Mas não era esse, ela pensou, o caso do homem que resfolegava por cima de seu corpo. Seu altruísmo era, sem sombra de dúvida, desvinculado de emoções estáveis. A relação dois dois estava submetida a um contrato rigoroso, em que ficava acordado que não seria mais do que um encontro fugaz, uma noite de prazer sem conseqüências que só teria lugar porque uma atração irresistível os colocara um diante do outro. Um acaso, pois. Que tenham se encontrado, e iniciado uma conversa, durante um vernissage a que nenhum dos dois planejara comparecer. Mas compareceram ambos e, simples assim, travaram conhecimento. Enfeitiçaram-se um pelo outro, e não era efeito do álcool oferecido com fausto, nem de suscetibilidade emocional.

Ele, suprema desgraça, era casado. Eis ali seu anel, que não permitiria uma mentira ou disfarce. Ela, recém-separada, acreditava estar livre do desejo, pelo menos por mais alguns meses.
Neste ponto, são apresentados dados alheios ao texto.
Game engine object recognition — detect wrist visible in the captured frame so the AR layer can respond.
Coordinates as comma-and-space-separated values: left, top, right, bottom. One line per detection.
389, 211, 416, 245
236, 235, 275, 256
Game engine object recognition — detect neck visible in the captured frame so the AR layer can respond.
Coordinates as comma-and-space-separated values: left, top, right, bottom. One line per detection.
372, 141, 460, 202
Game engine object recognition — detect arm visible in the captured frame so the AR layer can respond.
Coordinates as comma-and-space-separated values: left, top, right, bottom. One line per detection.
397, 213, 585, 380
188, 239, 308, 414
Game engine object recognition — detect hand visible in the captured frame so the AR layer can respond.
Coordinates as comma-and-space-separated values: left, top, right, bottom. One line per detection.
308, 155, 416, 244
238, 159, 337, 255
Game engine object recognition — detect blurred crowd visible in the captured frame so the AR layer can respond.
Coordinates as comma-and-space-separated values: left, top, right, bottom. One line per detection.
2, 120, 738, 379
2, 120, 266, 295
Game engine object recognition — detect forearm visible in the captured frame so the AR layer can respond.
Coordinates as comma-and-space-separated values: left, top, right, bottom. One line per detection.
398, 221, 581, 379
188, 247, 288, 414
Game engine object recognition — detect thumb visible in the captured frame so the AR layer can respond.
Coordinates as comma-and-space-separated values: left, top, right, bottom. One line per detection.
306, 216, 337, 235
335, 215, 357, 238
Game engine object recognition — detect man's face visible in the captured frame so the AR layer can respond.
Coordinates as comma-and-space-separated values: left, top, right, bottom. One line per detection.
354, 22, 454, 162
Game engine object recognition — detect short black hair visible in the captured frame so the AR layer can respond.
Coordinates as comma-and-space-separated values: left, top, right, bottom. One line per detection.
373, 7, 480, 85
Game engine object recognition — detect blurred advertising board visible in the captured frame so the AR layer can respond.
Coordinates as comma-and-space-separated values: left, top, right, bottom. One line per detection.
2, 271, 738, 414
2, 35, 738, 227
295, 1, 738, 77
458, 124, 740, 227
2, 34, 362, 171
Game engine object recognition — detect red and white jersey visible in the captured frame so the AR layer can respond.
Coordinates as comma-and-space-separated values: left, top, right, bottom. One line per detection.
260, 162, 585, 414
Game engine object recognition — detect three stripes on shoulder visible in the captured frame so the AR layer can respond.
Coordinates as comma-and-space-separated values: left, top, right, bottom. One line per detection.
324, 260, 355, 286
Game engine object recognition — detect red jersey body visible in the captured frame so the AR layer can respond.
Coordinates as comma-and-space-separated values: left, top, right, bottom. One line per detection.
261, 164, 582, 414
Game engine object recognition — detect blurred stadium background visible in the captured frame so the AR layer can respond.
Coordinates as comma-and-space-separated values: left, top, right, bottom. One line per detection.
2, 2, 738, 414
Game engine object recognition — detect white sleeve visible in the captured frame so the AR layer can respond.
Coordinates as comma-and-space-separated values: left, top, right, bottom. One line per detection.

Tomara asco do gênero masculino e vangloriava-se das portas abertas que tinha para cuidar da própria vida. Talvez tenham sido justamente essas barreiras a empurrá-los um para o outro. Como saber? Não seria o matrimônio forte o suficiente para apagar o verdadeiro vulcão de testosterona que corroía as estruturas morais do homem, nem as convicções velariam à percepção da mulher a força telúrica dos olhares penetrantes que ele lhe lançava.

Por longas horas, ainda tentaram conter nas raias da civilização presumida o desejo mútuo que praticava seus caprichos sobre os dois espíritos. Mas não demorou até que algo acontecesse, um resvalar involuntário dos dedos, um ato falho da linguagem, qualquer coisa, e o instinto acabasse assomando à superfície. Ele se apressou em deixar claro que não tinha intenção nenhuma de abandonar sua família, nem ao menos de colocá-la em risco. Ela respondeu que jamais esperaria ou exigiria dele nada parecido. Explicou sua situação, sua misandria recentemente desenvolvida, a repulsa a qualquer forma de vínculo estável com um homem naquele instante. Desse ponto, chegaram a um acordo sobre suas intenções, que lhes permitiria partir para a relação livre sem a perspectiva da culpa ou do remorso.

Não perguntariam um ao outro nem mesmo como se chamavam. Sairiam dali diretamente para um motel, em carros separados, com um intervalo de tempo, após despedidas de naturalidade inquestionável aos demais presentes. Fariam amor, diriam adeus, e nunca mais. O acordo contava com a concordância irrestrita das partes envolvidas. Portanto, ela estava certa de que não seria por efeito de algum sentimento de estima que ele prosseguia em sua insistência de fazê-la gozar.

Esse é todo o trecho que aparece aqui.